Cepat dan Akurat Hadirkan Fakta
Login

725 Ribu Titik Ikut Verifikasi Arah Kiblat, Kemenag Sebut Antusiasme Warga Meningkat

Nasional Indonesia Berkiblat 2026. Program ini memanfaatkan fenomena Rashdul Qiblat, ketika posisi matahari tepat berada di atas Ka'bah sehingga arah kiblat dapat diverifikasi secara ilmiah.(Istimewa).
banner 120x600

Jakarta|| Radarpost.id

Kementerian Agama (Kemenag) mencatat sebanyak 725.669 titik lokasi di berbagai daerah mengikuti Gerakan Nasional Indonesia Berkiblat 2026. Program ini memanfaatkan fenomena Rashdul Qiblat, ketika posisi matahari tepat berada di atas Ka’bah sehingga arah kiblat dapat diverifikasi secara ilmiah.

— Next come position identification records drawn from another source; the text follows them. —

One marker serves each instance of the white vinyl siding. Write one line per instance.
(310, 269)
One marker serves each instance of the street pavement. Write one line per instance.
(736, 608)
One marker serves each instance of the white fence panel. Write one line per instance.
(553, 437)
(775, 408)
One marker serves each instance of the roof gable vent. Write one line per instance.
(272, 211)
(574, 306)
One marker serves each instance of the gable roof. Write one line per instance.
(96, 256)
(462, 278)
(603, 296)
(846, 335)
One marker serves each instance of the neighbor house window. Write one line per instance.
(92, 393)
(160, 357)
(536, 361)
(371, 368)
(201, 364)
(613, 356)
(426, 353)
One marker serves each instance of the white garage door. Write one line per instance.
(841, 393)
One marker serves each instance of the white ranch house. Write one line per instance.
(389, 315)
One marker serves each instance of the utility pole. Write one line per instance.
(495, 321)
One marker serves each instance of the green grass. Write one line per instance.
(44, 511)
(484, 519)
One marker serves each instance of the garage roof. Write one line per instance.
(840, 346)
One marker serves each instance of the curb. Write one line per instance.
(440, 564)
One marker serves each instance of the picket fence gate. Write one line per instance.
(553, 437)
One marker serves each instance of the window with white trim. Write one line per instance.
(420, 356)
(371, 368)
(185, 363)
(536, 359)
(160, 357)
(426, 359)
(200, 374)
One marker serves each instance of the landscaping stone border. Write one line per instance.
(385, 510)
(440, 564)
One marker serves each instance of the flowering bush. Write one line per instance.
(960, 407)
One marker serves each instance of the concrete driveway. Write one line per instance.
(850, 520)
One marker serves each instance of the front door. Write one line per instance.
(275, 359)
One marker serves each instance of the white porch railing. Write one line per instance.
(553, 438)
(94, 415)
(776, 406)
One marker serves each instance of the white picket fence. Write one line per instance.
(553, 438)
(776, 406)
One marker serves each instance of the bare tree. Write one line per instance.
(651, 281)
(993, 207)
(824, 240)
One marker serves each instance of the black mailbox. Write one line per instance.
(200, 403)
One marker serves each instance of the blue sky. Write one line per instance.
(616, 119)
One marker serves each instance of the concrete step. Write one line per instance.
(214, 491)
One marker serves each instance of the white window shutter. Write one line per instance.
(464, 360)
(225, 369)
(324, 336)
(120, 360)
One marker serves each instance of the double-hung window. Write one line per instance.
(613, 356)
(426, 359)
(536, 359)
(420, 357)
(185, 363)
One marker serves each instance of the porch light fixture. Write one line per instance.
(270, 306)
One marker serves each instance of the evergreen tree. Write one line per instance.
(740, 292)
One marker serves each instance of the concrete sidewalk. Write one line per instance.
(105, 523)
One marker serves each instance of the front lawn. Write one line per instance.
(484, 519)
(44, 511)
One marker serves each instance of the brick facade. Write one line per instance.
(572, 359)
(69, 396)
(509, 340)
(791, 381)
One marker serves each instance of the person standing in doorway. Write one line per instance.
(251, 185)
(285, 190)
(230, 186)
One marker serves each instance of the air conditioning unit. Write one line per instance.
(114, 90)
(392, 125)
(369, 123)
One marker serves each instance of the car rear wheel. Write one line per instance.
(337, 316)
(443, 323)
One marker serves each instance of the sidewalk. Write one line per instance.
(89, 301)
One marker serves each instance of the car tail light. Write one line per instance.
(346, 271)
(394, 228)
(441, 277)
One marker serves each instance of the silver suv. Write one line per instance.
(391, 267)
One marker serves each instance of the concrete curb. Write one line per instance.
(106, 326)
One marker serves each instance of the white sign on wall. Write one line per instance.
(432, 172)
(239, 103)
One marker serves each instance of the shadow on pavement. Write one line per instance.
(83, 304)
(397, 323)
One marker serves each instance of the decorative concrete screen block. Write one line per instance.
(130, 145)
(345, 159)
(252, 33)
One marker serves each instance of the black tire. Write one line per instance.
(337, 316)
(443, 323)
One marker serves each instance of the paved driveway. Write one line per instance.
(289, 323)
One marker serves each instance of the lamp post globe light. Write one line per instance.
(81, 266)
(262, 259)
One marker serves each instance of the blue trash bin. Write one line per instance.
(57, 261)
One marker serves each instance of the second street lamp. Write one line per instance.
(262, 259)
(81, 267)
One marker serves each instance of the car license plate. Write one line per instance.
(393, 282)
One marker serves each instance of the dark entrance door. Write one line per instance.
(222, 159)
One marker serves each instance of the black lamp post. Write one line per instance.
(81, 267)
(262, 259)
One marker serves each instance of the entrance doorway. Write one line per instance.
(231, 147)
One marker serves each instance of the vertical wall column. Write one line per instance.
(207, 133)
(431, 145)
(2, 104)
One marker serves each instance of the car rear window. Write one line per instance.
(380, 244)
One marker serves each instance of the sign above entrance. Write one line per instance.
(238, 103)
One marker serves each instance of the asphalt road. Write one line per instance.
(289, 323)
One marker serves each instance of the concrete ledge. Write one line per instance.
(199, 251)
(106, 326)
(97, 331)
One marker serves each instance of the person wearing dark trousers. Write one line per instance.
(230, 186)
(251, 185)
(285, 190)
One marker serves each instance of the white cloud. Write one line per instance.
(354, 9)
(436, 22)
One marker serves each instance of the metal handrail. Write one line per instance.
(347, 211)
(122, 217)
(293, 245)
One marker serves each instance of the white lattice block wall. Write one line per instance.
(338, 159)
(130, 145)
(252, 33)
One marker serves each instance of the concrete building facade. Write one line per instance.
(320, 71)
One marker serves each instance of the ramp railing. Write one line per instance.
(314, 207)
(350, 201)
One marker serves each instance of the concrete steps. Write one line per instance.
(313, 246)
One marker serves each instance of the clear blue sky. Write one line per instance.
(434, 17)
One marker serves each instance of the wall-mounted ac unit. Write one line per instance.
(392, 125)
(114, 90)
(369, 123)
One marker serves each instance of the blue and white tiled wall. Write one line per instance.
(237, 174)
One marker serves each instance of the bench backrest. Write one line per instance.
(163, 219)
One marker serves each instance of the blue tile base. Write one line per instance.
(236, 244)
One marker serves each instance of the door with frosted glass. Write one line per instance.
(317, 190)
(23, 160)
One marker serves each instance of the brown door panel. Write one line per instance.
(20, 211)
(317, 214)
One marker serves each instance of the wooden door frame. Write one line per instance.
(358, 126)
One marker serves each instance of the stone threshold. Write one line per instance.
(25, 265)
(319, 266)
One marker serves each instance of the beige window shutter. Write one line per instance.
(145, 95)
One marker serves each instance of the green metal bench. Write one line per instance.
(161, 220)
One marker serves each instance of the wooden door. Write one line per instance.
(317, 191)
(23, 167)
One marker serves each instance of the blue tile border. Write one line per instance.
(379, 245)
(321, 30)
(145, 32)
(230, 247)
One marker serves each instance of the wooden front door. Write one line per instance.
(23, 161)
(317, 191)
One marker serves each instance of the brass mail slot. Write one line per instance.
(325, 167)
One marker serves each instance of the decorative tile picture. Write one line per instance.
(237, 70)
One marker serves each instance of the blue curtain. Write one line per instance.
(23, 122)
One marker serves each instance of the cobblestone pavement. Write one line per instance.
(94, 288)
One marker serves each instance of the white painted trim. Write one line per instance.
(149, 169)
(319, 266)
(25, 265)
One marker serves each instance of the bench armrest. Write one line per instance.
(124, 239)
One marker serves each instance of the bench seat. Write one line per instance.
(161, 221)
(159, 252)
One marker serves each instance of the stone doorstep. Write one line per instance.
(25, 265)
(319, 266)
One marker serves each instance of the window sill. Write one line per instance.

Direktur Urusan Agama Islam dan Bina Syariah Ditjen Bimas Islam Kemenag, Arsad Hidayat, mengatakan tingginya jumlah peserta menunjukkan meningkatnya kesadaran masyarakat untuk memastikan ketepatan arah kiblat di rumah maupun tempat ibadah.

“Kami mencatat ada 725.669 titik lokasi yang didaftarkan ikut dalam Gerakan Nasional Indonesia Berkiblat 2026,” ujar Arsad dalam keterangan tertulis, Jumat (17/7/2026).

(dok Menag)

Dari jumlah tersebut, rumah menjadi lokasi verifikasi terbanyak, yakni mencapai 576.309 titik. Selain itu terdapat 67.867 masjid, 49.680 musala, 233 restoran, 114 hotel, dan 31.466 lokasi lainnya.

Menurut Arsad, angka tersebut belum mencerminkan keseluruhan lokasi yang melakukan verifikasi. Sebab, dalam satu titik pendaftaran dimungkinkan terdapat lebih dari satu bangunan yang melakukan pengecekan arah kiblat secara bersamaan.

Pusat pemantauan Gerakan Nasional Indonesia Berkiblat tahun ini dipusatkan di Unit Percetakan Al-Qur’an (UPQ) Ciawi, Bogor. Kegiatan tersebut juga dirangkai dengan seminar internasional ilmu falak yang menghadirkan pakar astronomi dari Indonesia, Malaysia, dan Singapura.

Fenomena Rashdul Qiblat sendiri terjadi dua kali dalam setahun. Pada momen tersebut, matahari berada tepat di atas Ka’bah sehingga bayangan benda yang berdiri tegak lurus dapat dijadikan acuan untuk menentukan arah kiblat dengan tingkat akurasi yang tinggi.

Pada 2026, fenomena itu berlangsung pada 15-16 Juli pukul 16.27 WIB atau 17.27 WITA. Masyarakat cukup menggunakan tongkat atau benda yang dipasang tegak lurus di tempat terbuka. Arah bayangan yang terbentuk kemudian menjadi panduan untuk memverifikasi arah kiblat.

“Alhamdulillah Gerakan Nasional Rashdul Kiblat ini disambut antusias dengan keikutsertaan ratusan ribu pendaftar yang ingin mempraktikkan langsung metode ini,” kata Arsad.

Kemenag menilai gerakan ini tidak hanya bertujuan memastikan akurasi arah kiblat, tetapi juga meningkatkan literasi masyarakat terhadap ilmu falak sebagai bagian dari pelayanan keagamaan.

Apresiasi juga datang dari masyarakat. Sekretaris PCNU Kota Semarang, Jumarno, menilai program tersebut mudah diterapkan dan memberikan manfaat langsung bagi umat Islam dalam memastikan arah kiblat.

“Terima kasih atas program Gerakan Indonesia Berkiblat yang diprakarsai Direktorat Urusan Agama Islam dan Bina Syariah,” ujarnya.

Fokus pada tingginya partisipasi masyarakat (725 ribu titik) dengan rumah sebagai lokasi verifikasi terbanyak, sehingga berita memiliki nilai data yang kuat, relevan untuk pencarian SEO, dan berbeda dari sekadar menjelaskan fenomena Rashdul Qiblat.